As Jennifer Gonzalez writes, ?most teachers know that one of the best things we can do for our students is to help them develop a growth mindset, the belief that they can get smarter through effort. But many teachers are at a loss for what exactly they should do to promote this mindset.?
The growth mindset is the idea that the brain has the ability to change throughout your life, writes Katie Brohawn. Already very popular in the entrepreneurial community through expressions like every mistake is an opportunity to learn, it is still hardly applied to higher education where performance is perceived by students as the end-goal over learning.
Teaching a growth mindset to students can have positive impacts on them in terms of methodology, engagement and retention. Gauthier Lebbe, Inbound Marketing Manager at Wooclap, a Belgium startup that makes smartphone engaging learning tools, proposes 5 ways to help students develop a growth mindset.
We previously talked about Don Wettrick’s Innovation Class and the opportunities it offered for higher education.
Innovation classes match 100% with what is needed today on the labour market and in new functions such as hybrid jobs.
Growth tribe is the first European academy of growth hacking based in Amsterdam.
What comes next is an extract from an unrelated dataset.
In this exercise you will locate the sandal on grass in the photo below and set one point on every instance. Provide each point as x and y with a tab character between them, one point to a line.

More than growth hacking, the academy trains people from all ages to master a mindset that will them adapt fast to many kinds of hybrid jobs.
Seeing the rapid growth of this academy in such little time (2 years), it is interesting to analyze its case and extract ideas and structures that could be applied to higher education institutions.
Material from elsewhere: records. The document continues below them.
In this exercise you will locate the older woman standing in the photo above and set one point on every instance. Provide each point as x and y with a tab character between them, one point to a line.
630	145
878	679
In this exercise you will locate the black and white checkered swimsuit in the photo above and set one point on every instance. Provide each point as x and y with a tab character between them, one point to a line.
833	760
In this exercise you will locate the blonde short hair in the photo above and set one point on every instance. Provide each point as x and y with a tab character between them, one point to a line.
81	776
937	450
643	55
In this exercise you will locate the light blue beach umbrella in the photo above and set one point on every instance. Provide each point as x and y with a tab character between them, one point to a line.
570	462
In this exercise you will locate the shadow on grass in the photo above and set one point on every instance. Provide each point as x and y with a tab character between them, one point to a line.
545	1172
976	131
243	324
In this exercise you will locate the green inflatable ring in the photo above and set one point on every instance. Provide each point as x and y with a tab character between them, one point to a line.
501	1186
What works as hell with Growth tribe is their project based learning pedagogy. The academy is contacted by companies (generally large companies) who need to optimize their processes, solve problems or attain certain goals. Thus, learners form teams and apply immediately what they learn through conferences and discussions.
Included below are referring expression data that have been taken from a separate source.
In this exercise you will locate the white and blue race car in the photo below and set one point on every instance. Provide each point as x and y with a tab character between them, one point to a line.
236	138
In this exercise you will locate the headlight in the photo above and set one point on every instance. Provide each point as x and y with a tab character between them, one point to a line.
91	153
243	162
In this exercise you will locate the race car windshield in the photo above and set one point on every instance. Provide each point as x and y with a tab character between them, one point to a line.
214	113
What’s more interesting in the Growth Tribe’s model is the culture of data, feedback and optimization learners need to integrate in order to be able to benchmark their learning or adapt to those many situations where they’ll have to solve companies’ problems.
An academy like Growth tribe not only provides its learners with a large panel of skills, it ensures the companies with which it works that its ?students? have a high mastery of these skills and are adaptable to many complex situations. Many find full-time jobs in these companies afterwards (or get promoted in case of a professional formation).
Finally, going back to the argument of Joseph E. Adoun about the need for institutions to hybridize their learning programs, we can go even further. Institutions can change their own internal process and organization to entertain a continuous improvement of their learning programs and a perfect match between what their students learn and the current and future needs of the market.
It means building teams of administrators, like a growth team, that could benchmark the market and latest innovations in order to adapt the curriculums accordingly. It means also training its faculty and administrators to get the skills needed to help students evolve and learn quickly. This a basic of hybrid functions.